Volledige loonstop bij weigering passende arbeid
17 - 06 - 2014 • Daniël Maats
De Hoge Raad heeft op 6 juni 2014 antwoord gegeven op een (prejudiciële) vraag van de kantonrechter. De vraag van de kantonrechter was of de loonaanspraak op grond van artikel 7:629 lid 3 sub c BW ook komt te vervallen over het deel van de werktijd waarvoor de werknemer arbeidsongeschikt is. De Hoge Raad heeft deze vraag bevestigend beantwoord.
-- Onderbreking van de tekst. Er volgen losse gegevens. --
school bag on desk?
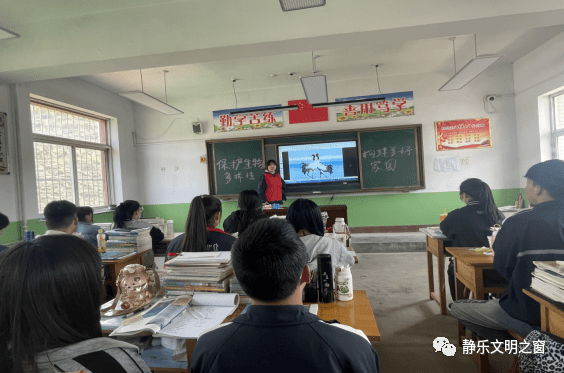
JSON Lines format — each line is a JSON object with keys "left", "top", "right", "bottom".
{"left": 101, "top": 264, "right": 160, "bottom": 316}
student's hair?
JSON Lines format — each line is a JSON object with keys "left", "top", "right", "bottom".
{"left": 181, "top": 195, "right": 222, "bottom": 252}
{"left": 0, "top": 235, "right": 103, "bottom": 373}
{"left": 232, "top": 218, "right": 308, "bottom": 302}
{"left": 286, "top": 198, "right": 325, "bottom": 236}
{"left": 266, "top": 159, "right": 277, "bottom": 167}
{"left": 113, "top": 200, "right": 141, "bottom": 228}
{"left": 237, "top": 190, "right": 266, "bottom": 234}
{"left": 43, "top": 200, "right": 77, "bottom": 230}
{"left": 0, "top": 212, "right": 9, "bottom": 231}
{"left": 525, "top": 159, "right": 564, "bottom": 200}
{"left": 77, "top": 206, "right": 94, "bottom": 222}
{"left": 459, "top": 178, "right": 504, "bottom": 225}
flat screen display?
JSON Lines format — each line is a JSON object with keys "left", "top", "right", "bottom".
{"left": 278, "top": 141, "right": 359, "bottom": 185}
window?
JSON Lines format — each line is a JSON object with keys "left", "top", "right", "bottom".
{"left": 551, "top": 92, "right": 564, "bottom": 161}
{"left": 31, "top": 102, "right": 111, "bottom": 213}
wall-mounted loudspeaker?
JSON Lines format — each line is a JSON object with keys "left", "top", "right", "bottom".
{"left": 192, "top": 122, "right": 202, "bottom": 134}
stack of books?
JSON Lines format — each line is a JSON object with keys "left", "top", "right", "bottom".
{"left": 229, "top": 277, "right": 251, "bottom": 304}
{"left": 163, "top": 252, "right": 233, "bottom": 296}
{"left": 105, "top": 227, "right": 152, "bottom": 253}
{"left": 531, "top": 261, "right": 564, "bottom": 303}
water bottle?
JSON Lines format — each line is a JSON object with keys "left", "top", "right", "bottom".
{"left": 166, "top": 220, "right": 174, "bottom": 238}
{"left": 97, "top": 229, "right": 106, "bottom": 253}
{"left": 317, "top": 254, "right": 334, "bottom": 303}
{"left": 336, "top": 264, "right": 354, "bottom": 301}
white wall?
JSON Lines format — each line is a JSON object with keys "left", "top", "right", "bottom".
{"left": 0, "top": 84, "right": 19, "bottom": 219}
{"left": 513, "top": 31, "right": 564, "bottom": 181}
{"left": 8, "top": 78, "right": 139, "bottom": 220}
{"left": 134, "top": 63, "right": 519, "bottom": 205}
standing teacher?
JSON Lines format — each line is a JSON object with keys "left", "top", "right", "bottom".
{"left": 257, "top": 159, "right": 287, "bottom": 206}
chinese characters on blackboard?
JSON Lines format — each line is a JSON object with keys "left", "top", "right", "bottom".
{"left": 216, "top": 157, "right": 263, "bottom": 184}
{"left": 362, "top": 146, "right": 412, "bottom": 173}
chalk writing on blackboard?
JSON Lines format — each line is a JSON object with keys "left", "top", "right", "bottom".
{"left": 218, "top": 157, "right": 263, "bottom": 184}
{"left": 363, "top": 146, "right": 412, "bottom": 173}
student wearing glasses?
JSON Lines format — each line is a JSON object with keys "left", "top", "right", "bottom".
{"left": 113, "top": 200, "right": 164, "bottom": 268}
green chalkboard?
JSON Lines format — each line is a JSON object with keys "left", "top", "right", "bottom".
{"left": 211, "top": 140, "right": 264, "bottom": 196}
{"left": 359, "top": 127, "right": 423, "bottom": 190}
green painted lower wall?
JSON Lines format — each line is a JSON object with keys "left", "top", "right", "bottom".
{"left": 0, "top": 188, "right": 524, "bottom": 244}
{"left": 146, "top": 188, "right": 523, "bottom": 231}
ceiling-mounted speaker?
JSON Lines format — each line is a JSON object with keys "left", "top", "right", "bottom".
{"left": 192, "top": 122, "right": 202, "bottom": 134}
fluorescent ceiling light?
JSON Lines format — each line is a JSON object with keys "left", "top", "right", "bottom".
{"left": 119, "top": 91, "right": 183, "bottom": 115}
{"left": 279, "top": 0, "right": 326, "bottom": 11}
{"left": 229, "top": 105, "right": 299, "bottom": 115}
{"left": 311, "top": 97, "right": 385, "bottom": 108}
{"left": 0, "top": 26, "right": 20, "bottom": 41}
{"left": 301, "top": 75, "right": 328, "bottom": 105}
{"left": 439, "top": 55, "right": 501, "bottom": 91}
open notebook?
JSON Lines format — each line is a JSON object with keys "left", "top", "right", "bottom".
{"left": 109, "top": 292, "right": 239, "bottom": 339}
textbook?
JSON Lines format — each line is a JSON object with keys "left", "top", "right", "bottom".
{"left": 106, "top": 227, "right": 151, "bottom": 236}
{"left": 110, "top": 293, "right": 239, "bottom": 338}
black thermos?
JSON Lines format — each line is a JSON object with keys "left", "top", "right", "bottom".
{"left": 317, "top": 254, "right": 334, "bottom": 303}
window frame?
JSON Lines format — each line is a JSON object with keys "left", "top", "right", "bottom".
{"left": 30, "top": 101, "right": 114, "bottom": 213}
{"left": 550, "top": 90, "right": 564, "bottom": 160}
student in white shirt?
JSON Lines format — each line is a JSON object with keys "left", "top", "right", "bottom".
{"left": 42, "top": 200, "right": 79, "bottom": 236}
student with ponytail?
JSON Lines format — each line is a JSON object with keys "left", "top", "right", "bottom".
{"left": 223, "top": 190, "right": 268, "bottom": 234}
{"left": 112, "top": 200, "right": 164, "bottom": 268}
{"left": 440, "top": 178, "right": 505, "bottom": 300}
{"left": 166, "top": 195, "right": 235, "bottom": 261}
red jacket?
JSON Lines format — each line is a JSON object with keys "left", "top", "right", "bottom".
{"left": 258, "top": 172, "right": 286, "bottom": 203}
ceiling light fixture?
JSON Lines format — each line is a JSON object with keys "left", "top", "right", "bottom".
{"left": 439, "top": 35, "right": 501, "bottom": 91}
{"left": 300, "top": 52, "right": 328, "bottom": 104}
{"left": 229, "top": 105, "right": 299, "bottom": 115}
{"left": 119, "top": 69, "right": 183, "bottom": 115}
{"left": 0, "top": 26, "right": 20, "bottom": 41}
{"left": 279, "top": 0, "right": 326, "bottom": 12}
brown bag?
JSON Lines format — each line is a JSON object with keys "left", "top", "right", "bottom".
{"left": 101, "top": 264, "right": 160, "bottom": 316}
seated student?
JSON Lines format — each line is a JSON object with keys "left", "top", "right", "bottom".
{"left": 222, "top": 190, "right": 268, "bottom": 234}
{"left": 450, "top": 160, "right": 564, "bottom": 341}
{"left": 286, "top": 198, "right": 354, "bottom": 272}
{"left": 440, "top": 178, "right": 505, "bottom": 300}
{"left": 113, "top": 200, "right": 164, "bottom": 268}
{"left": 76, "top": 206, "right": 103, "bottom": 247}
{"left": 0, "top": 212, "right": 9, "bottom": 253}
{"left": 43, "top": 200, "right": 79, "bottom": 235}
{"left": 166, "top": 195, "right": 235, "bottom": 260}
{"left": 0, "top": 235, "right": 151, "bottom": 373}
{"left": 190, "top": 218, "right": 379, "bottom": 373}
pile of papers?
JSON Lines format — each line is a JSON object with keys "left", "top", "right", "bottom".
{"left": 105, "top": 227, "right": 152, "bottom": 253}
{"left": 163, "top": 252, "right": 233, "bottom": 295}
{"left": 229, "top": 277, "right": 250, "bottom": 304}
{"left": 531, "top": 261, "right": 564, "bottom": 303}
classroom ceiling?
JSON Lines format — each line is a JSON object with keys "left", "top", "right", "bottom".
{"left": 1, "top": 0, "right": 564, "bottom": 97}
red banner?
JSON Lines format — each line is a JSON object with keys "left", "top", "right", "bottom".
{"left": 288, "top": 99, "right": 328, "bottom": 124}
{"left": 435, "top": 118, "right": 492, "bottom": 151}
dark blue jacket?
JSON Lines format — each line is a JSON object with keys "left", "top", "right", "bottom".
{"left": 494, "top": 200, "right": 564, "bottom": 325}
{"left": 190, "top": 305, "right": 380, "bottom": 373}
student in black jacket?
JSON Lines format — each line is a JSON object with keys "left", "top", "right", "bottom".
{"left": 440, "top": 178, "right": 505, "bottom": 300}
{"left": 0, "top": 212, "right": 9, "bottom": 254}
{"left": 223, "top": 190, "right": 268, "bottom": 234}
{"left": 166, "top": 195, "right": 235, "bottom": 261}
{"left": 450, "top": 160, "right": 564, "bottom": 341}
{"left": 190, "top": 219, "right": 379, "bottom": 373}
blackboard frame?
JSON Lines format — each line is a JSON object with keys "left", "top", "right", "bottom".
{"left": 206, "top": 124, "right": 424, "bottom": 198}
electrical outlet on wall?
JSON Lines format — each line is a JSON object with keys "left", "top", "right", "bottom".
{"left": 461, "top": 157, "right": 470, "bottom": 165}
In deze zaak was de werknemer vanaf november 2006 werkzaam als schoonmaker bij schoonmaakbedrijf CSU. Werknemer heeft zich op 9 juli 2009 arbeidsongeschikt gemeld. De bedrijfsarts concludeert enige tijd later dat werknemer in staat is om aangepast werk voor halve dagen te kunnen verrichten. De werknemer stelde zich op het standpunt dat hij over die periode volledig arbeidsongeschikt was en daarom het door de bedrijfsarts geadviseerde re-integratietraject niet was gevolgd. De werkgever heeft daarop in het geheel geen loon uitbetaald.
De werknemer vond dat hij wel recht had op doorbetaling van een deel van zijn loon, te weten het loon waarvan vast staat dat hij nog volledig arbeidsongeschikt was, een en ander onder verwijzing naar rechtspraak. De kantonrechter signaleerde dat op dit punt sprake is van uiteenlopende rechtspraak. De kantonrechter heeft daarom een prejudiciële vraag gesteld aan de Hoge Raad.
De werkgever kan het volledige loon in beginsel stop zetten indien de werknemer weigert passende arbeid te verrichten.
De Hoge Raad geeft een duidelijk oordeel: de werkgever mag het gehele loon stopzetten. De Hoge Raad verwijst daarbij naar de Parlementaire Geschiedenis, waarbij de strekking van artikel 7:629 lid 3 sub c BW is om de werknemer te stimuleren zijn herstel en re-integratie te bevorderen. Deze sanctie is voldoende afschrikwekkend om te waarborgen dat de werknemer zijn eigen re-integratie serieus oppakt. Er zijn gevallen denkbaar – bijvoorbeeld bij geringe overtreding – waarin een volledige beëindiging van de loondoorbetaling onredelijk zou zijn. Het beroep op een algehele loonstop kan dus onder bepaalde omstandigheden naar maatstaven van redelijkheid en billijkheid onaanvaardbaar zijn. Daarvan is dus geen sprake indien de werknemer gedeeltelijk arbeidsongeschikt is.
De werkgever kan het volledige loon in beginsel stop zetten indien de werknemer weigert passende arbeid te verrichten.